Every consumer has limited income but there is a large number of goods and services that he would like to  purchase for his consumption. In quantitative terms one’s income may be small or large but it is never sufficient to purchase all the goods and services that one would like to purchase. Perforce everyone has to make a rational choice of what to have and in what quantities and what not to have. His choice of spending his limited income  on different goods and services would be rational when he spends it in such a manner that he gets maximum total satisfaction. The theory of consumer’s demand, therefore, explains the economic principles underlying the allocation of the consumer’s limited income over various goods and services in a manner that leads to the maximization of his total satisfaction. Therefore, you will study the economic principles a rational consumer should follow while spending his limited income over various goods and services so as to maximize his total  satisfaction.

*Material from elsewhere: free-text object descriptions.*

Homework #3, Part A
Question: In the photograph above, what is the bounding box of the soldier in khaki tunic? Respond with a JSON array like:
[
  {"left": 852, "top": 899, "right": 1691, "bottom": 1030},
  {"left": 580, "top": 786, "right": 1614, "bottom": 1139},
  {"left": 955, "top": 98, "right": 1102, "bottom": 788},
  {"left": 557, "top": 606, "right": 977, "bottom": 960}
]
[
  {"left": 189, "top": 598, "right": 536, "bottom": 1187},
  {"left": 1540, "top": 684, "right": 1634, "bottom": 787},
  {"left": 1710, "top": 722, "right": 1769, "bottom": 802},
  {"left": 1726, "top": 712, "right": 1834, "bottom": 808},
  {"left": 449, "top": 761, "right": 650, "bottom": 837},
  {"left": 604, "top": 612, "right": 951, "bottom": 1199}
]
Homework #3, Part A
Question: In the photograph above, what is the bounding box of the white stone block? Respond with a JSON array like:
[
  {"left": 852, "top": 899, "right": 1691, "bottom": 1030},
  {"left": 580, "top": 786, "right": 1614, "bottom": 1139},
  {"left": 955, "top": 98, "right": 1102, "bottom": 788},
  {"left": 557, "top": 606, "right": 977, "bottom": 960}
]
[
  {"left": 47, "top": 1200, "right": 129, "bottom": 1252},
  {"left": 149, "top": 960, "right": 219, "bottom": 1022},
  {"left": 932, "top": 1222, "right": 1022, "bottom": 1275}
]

There are various alternative approaches to the theory of consumer’s demand out of which, we shall  discuss the two alternative approaches – one is known as the “Utility Analysis” and the other as the  “Indifference  Curve Analysis”. The utility analysis is associated with the name of Alfred Marshal, a British  economist and therefore is also known as ‘Marshallian Utility Analysis.’ J.R. Hicks, another British economist  propounded “indifference Curve Analysis”, as alternative to the marshallian utility analysis, to explain the  consumer’s behavior. The utilitarian analysis assumes that utility derived by a consumer from the consumption of a commodity can be measured in quantitative terms. But the indifference curve analysis refutes the basic assumption  that utility can be measured and explains that quantitative measurability of utility is not necessary to explain  the  consumer’s behavior.